Communiqué | La Fédération des Offices dénonce le désengagement de l’Etat dans les aides à la pierre.

logo-fédéOPHLors de la réunion de son bureau fédéral du 8 septembre 2015, la Fédération avait exprimé son extrême réserve quant à la création du fond national des aides à la pierre qui ne pouvait être qu’un paravent masquant la fin des aides budgétaires à la pierre, signant ainsi le désengagement de l’Etat dans la politique du logement social.

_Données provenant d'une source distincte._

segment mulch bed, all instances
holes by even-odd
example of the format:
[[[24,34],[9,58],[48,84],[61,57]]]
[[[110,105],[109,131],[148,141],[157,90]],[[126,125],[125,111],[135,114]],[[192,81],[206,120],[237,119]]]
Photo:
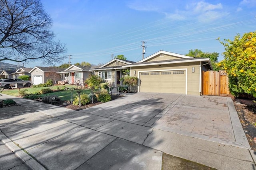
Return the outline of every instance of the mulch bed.
[[[234,99],[234,103],[251,149],[256,150],[256,103],[252,100]]]
[[[112,95],[111,100],[113,100],[118,98],[121,98],[123,96],[124,96],[123,95],[120,95],[120,96],[119,96],[118,95]],[[72,104],[70,103],[68,103],[67,102],[61,102],[56,104],[56,105],[68,109],[72,109],[72,110],[79,111],[79,110],[82,110],[83,109],[89,108],[92,106],[94,106],[98,105],[98,104],[101,104],[102,103],[101,102],[94,102],[94,104],[91,104],[79,107],[79,106],[74,105],[74,104]]]

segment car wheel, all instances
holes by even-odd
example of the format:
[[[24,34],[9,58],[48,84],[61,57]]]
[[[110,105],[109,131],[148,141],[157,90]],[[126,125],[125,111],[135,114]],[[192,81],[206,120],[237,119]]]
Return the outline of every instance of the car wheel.
[[[9,84],[7,84],[4,86],[4,88],[6,89],[10,89],[11,88],[11,86]]]

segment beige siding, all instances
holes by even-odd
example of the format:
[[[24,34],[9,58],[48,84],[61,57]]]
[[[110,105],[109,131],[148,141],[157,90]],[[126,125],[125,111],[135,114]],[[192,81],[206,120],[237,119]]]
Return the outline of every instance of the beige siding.
[[[131,70],[131,76],[138,77],[138,72],[144,71],[175,70],[175,69],[187,69],[187,94],[200,95],[200,63],[199,62],[185,63],[162,64],[145,66],[132,67]],[[194,72],[192,72],[192,67],[194,67]],[[134,74],[134,71],[136,74]]]
[[[160,57],[161,55],[163,55],[163,54],[159,54],[156,56],[149,59],[148,60],[145,61],[145,62],[148,61],[163,61],[164,60],[174,60],[175,59],[180,59],[180,58],[177,57],[176,57],[172,56],[170,55],[166,55],[166,54],[163,55],[163,57]]]
[[[44,76],[43,76],[43,83],[45,83],[47,81],[47,80],[51,79],[53,80],[53,83],[54,84],[55,81],[57,83],[57,81],[61,80],[61,76],[59,74],[57,74],[54,72],[45,72]]]
[[[31,80],[32,82],[34,83],[34,80],[33,80],[33,76],[44,75],[44,72],[38,68],[36,68],[31,72]],[[44,82],[44,76],[43,76],[43,82]]]

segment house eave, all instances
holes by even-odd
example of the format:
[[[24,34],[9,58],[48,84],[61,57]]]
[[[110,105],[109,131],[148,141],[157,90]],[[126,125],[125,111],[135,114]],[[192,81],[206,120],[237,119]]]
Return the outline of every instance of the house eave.
[[[89,71],[100,71],[101,70],[116,70],[116,69],[124,69],[124,68],[122,67],[113,67],[113,68],[100,68],[98,69],[90,69],[90,70],[89,70]]]

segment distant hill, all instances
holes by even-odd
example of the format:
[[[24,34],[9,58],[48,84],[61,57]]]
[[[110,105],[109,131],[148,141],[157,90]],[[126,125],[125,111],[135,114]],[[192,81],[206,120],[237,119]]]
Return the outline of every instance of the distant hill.
[[[17,69],[21,67],[17,65],[12,64],[11,64],[0,61],[0,74],[3,70],[13,71],[15,72]]]

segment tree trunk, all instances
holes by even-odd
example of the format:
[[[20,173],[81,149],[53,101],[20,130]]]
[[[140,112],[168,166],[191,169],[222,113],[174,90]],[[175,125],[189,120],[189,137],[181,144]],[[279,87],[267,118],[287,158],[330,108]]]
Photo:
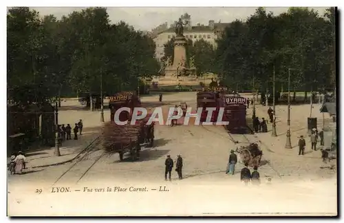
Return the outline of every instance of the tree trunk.
[[[61,88],[58,89],[58,107],[61,107]]]
[[[93,98],[91,94],[89,94],[89,111],[93,111]]]
[[[307,91],[305,91],[305,96],[303,98],[303,102],[307,102]]]

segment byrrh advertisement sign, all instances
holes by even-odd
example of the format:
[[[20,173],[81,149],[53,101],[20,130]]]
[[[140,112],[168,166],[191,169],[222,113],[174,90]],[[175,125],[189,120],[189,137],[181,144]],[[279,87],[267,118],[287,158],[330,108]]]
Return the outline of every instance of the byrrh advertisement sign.
[[[228,105],[245,105],[246,98],[243,97],[226,97],[224,101]]]

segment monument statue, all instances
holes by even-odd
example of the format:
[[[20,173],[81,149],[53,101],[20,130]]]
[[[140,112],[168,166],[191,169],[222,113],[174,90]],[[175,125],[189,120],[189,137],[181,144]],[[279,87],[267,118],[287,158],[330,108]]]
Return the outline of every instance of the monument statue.
[[[190,58],[190,67],[195,67],[195,56],[193,56]]]
[[[182,21],[182,18],[179,18],[179,21],[177,22],[177,24],[175,24],[175,34],[177,34],[177,36],[183,36],[184,25],[186,25],[186,24],[187,22],[186,23],[184,23]]]

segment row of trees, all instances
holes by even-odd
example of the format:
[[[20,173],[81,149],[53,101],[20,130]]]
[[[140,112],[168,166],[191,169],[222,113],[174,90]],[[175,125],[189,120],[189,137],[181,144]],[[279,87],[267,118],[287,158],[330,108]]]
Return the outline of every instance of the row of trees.
[[[111,24],[106,8],[75,11],[60,20],[28,8],[7,14],[8,97],[41,102],[70,92],[136,89],[160,69],[155,44],[124,22]]]
[[[246,22],[235,21],[217,41],[215,66],[227,85],[271,90],[278,87],[312,91],[336,82],[335,9],[320,15],[307,8],[290,8],[274,16],[263,8]]]
[[[164,45],[162,61],[173,56],[173,41]],[[218,74],[224,84],[257,90],[272,89],[272,74],[278,87],[315,90],[336,82],[335,11],[321,15],[307,8],[290,8],[274,16],[259,8],[246,21],[236,20],[217,40],[188,40],[187,64],[195,58],[197,75]]]

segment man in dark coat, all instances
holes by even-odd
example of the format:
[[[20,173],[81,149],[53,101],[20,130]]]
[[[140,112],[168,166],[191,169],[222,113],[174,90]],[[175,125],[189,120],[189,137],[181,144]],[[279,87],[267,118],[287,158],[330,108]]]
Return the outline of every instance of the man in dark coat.
[[[172,168],[173,168],[173,160],[171,158],[171,156],[167,155],[167,158],[165,160],[165,180],[167,180],[167,173],[169,173],[169,180],[171,181]]]
[[[316,142],[318,142],[318,136],[315,131],[312,133],[310,136],[310,142],[312,142],[312,150],[316,151]]]
[[[79,131],[79,128],[78,127],[78,123],[75,123],[74,128],[73,129],[73,131],[74,132],[74,140],[78,139],[78,131]]]
[[[228,164],[227,165],[227,170],[226,173],[234,174],[234,171],[235,169],[235,164],[237,162],[237,154],[234,153],[234,150],[230,151],[230,155],[229,155]]]
[[[260,184],[260,175],[258,172],[258,167],[253,167],[253,171],[251,173],[251,182],[252,184]]]
[[[320,145],[323,145],[323,130],[319,132]]]
[[[268,132],[268,125],[266,125],[266,121],[265,120],[264,118],[262,118],[261,125],[261,131]]]
[[[67,134],[67,140],[70,140],[72,139],[72,127],[69,125],[69,124],[67,124],[67,127],[65,127],[65,132]]]
[[[256,117],[253,120],[253,128],[255,129],[255,132],[258,132],[259,128],[259,118],[258,117]]]
[[[268,115],[269,116],[270,122],[272,123],[274,119],[274,114],[273,114],[273,110],[271,108],[271,107],[269,107],[269,109],[268,109]]]
[[[178,173],[179,180],[183,178],[183,174],[182,173],[182,168],[183,167],[183,158],[180,155],[178,155],[177,158],[177,163],[175,164],[175,171]]]
[[[248,169],[248,163],[245,163],[245,167],[241,169],[241,173],[240,174],[240,180],[245,182],[245,185],[247,185],[250,182],[251,178],[251,171]]]
[[[65,140],[65,134],[66,134],[66,129],[65,127],[65,124],[62,125],[62,140]]]
[[[303,138],[303,136],[300,136],[300,139],[299,140],[299,155],[303,155],[305,152],[305,141]]]
[[[84,127],[83,124],[83,120],[80,119],[79,120],[79,122],[78,123],[78,127],[79,129],[79,131],[80,131],[80,135],[81,136],[82,134],[82,132],[83,132],[83,127]]]

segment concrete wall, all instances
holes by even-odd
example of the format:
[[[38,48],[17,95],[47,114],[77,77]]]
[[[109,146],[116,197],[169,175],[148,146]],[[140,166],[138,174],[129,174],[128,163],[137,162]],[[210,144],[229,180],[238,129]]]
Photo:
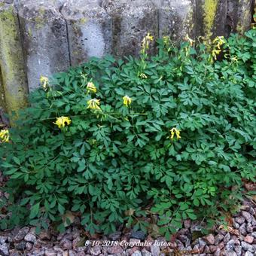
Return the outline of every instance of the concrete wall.
[[[148,32],[209,40],[250,28],[255,0],[0,0],[0,107],[90,57],[138,55]]]

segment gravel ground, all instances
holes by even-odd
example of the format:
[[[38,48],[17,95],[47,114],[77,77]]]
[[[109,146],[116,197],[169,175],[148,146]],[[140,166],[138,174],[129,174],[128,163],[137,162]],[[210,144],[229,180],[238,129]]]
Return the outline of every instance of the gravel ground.
[[[0,187],[5,183],[0,172]],[[250,186],[249,190],[255,190],[256,184]],[[3,197],[8,198],[8,195],[0,189],[0,200]],[[36,235],[32,227],[0,233],[0,255],[256,255],[255,197],[245,199],[239,212],[229,218],[227,230],[220,226],[202,236],[201,224],[186,220],[182,229],[168,242],[163,237],[152,238],[142,231],[128,230],[89,240],[79,222],[76,217],[72,226],[60,234],[49,230]]]
[[[5,196],[5,195],[3,195]],[[6,195],[5,195],[6,196]],[[0,236],[0,254],[5,255],[256,255],[256,204],[246,200],[241,211],[230,218],[228,231],[219,227],[207,236],[194,239],[202,226],[186,220],[172,242],[153,239],[142,231],[116,232],[100,239],[86,240],[75,224],[64,233],[41,232],[34,227],[16,228]]]

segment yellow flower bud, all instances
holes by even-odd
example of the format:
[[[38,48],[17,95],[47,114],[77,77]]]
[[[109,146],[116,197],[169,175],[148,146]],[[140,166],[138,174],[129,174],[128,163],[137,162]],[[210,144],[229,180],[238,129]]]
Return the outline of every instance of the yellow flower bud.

La lecture du projet de loi de finances 2016 vient malheureusement confirmer ses craintes.
En effet, dans le projet de loi, ce fond peut être alimenté éventuellement par l’Etat, les collectivités locales et d’autres partenaires, sans pourtant que cela ne soit une obligation. Bien entendu, lors du débat parlementaire, quelques dizaines de millions de crédits budgétaires y seront apportés sous forme d’amendement pour donner le change.
Par ailleurs, il apparaît une augmentation considérable des prélèvements sur les organismes, à travers les cotisations qu’ils versent chaque année à la CGLLS puisqu’ils atteindraient 270 millions d’euros en 2016, contre 120 actuellement.

C’est pourquoi la Fédération, attachée au rôle de l’Etat dans le financement du logement social, confirme son opposition à la création de ce fond.
Il reviendra au Conseil Fédéral de la Fédération du 21 octobre de déterminer la position des offices sur la poursuite du processus de mutualisation.
Pour mémoire, ce dispositif était la contrepartie de la suppression du prélèvement sur le potentiel financier des organismes d’HlLM et avait été abrogé par les Pouvoirs Publics en 2012. Or, ce projet de loi réinstaure un prélèvement de même nature instauré par la majorité précédente et le multiplie par plus de 2.
L’ancien prélèvement sur le potentiel financier était de 175 millions en 2013, 133 en 2012 pour l’ensemble des organismes HLM, il sera donc de 270 millions en 2016.